Repatha offers treatment option for patients unable to adequately lower LDL cholesterol through diet and statins alone.
A successful phase 3 drug trial for a proprotein convertase subtilisin/kexin type 9 (PCSK9) inhibitor achieved its co-primary endpoints for patients who suffer from high cholesterol and cannot tolerate statins.
The GAUSS-3 trial examined the safety, efficiency, and tolerability of evolocumab (Repatha), which is manufactured by Amgen. Researchers evaluated the mean percent reductions at weeks 22 and 24 from baseline in low-density lipoprotein cholesterol (LDL-C), and the percent reduction from baseline in LDL-C at week 24.
The results of the study showed that the mean percent reductions in LDL-C, compared with ezetimibe, were consistent with the results that were found in the phase 2 GAUSS-1 and phase 3 GAUSS-2, 12-week trials.
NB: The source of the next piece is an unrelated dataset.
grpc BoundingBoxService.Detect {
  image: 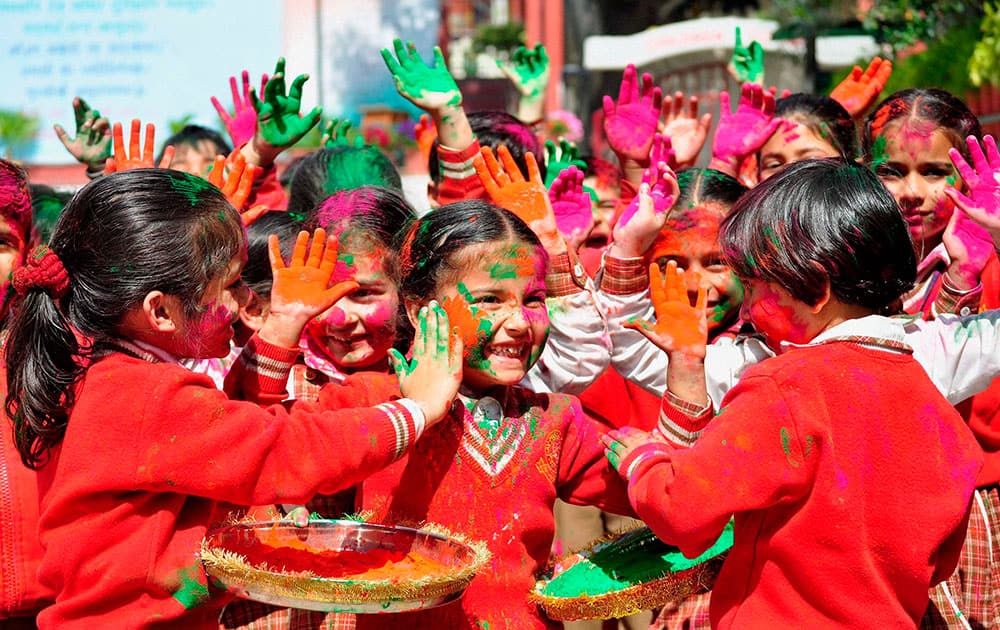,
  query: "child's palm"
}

[626,262,708,358]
The human monoclonal antibody binds to PCSK9 and to inhibit it from binding to the LDL receptor (LDLR), which stops PCSK9-mediated LDLR degradation and allows LDLR to recycle back to the liver cell surface.
By inhibiting the binding of PCSK9 to LDLR, Repatha increases the number of LDLRs available to clear LDL from the blood, thereby lowering LDL-C levels.
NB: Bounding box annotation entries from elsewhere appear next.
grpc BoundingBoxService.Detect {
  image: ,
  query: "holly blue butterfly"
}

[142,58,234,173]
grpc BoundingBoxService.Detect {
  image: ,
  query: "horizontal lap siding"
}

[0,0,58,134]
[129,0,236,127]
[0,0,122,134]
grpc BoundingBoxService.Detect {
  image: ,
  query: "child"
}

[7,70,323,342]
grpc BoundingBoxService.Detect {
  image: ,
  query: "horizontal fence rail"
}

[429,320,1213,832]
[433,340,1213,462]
"The positive results from the GAUSS-3 study contribute to the growing body of evidence supporting Repatha as an innovative treatment option for patients who have not been able to adequately lower their LDL cholesterol through diet and statins alone," said Executive Vice President at Amgen, Sean E. Harper, MD. "Many patients with high LDL cholesterol are unable to tolerate effective doses of statins, and the findings from the rigorously-designed GAUSS-3 study confirm the results in the previous GAUSS studies. We look forward to exploring these data further."
During the trial there were no new safety findings. The most common adverse events occurring in greater than 5% of patients in the Repatha group were, muscle spasms, fatigue, myalgia, nasopharyngitis, arthralgia, pain in extremity, headache, and back pain.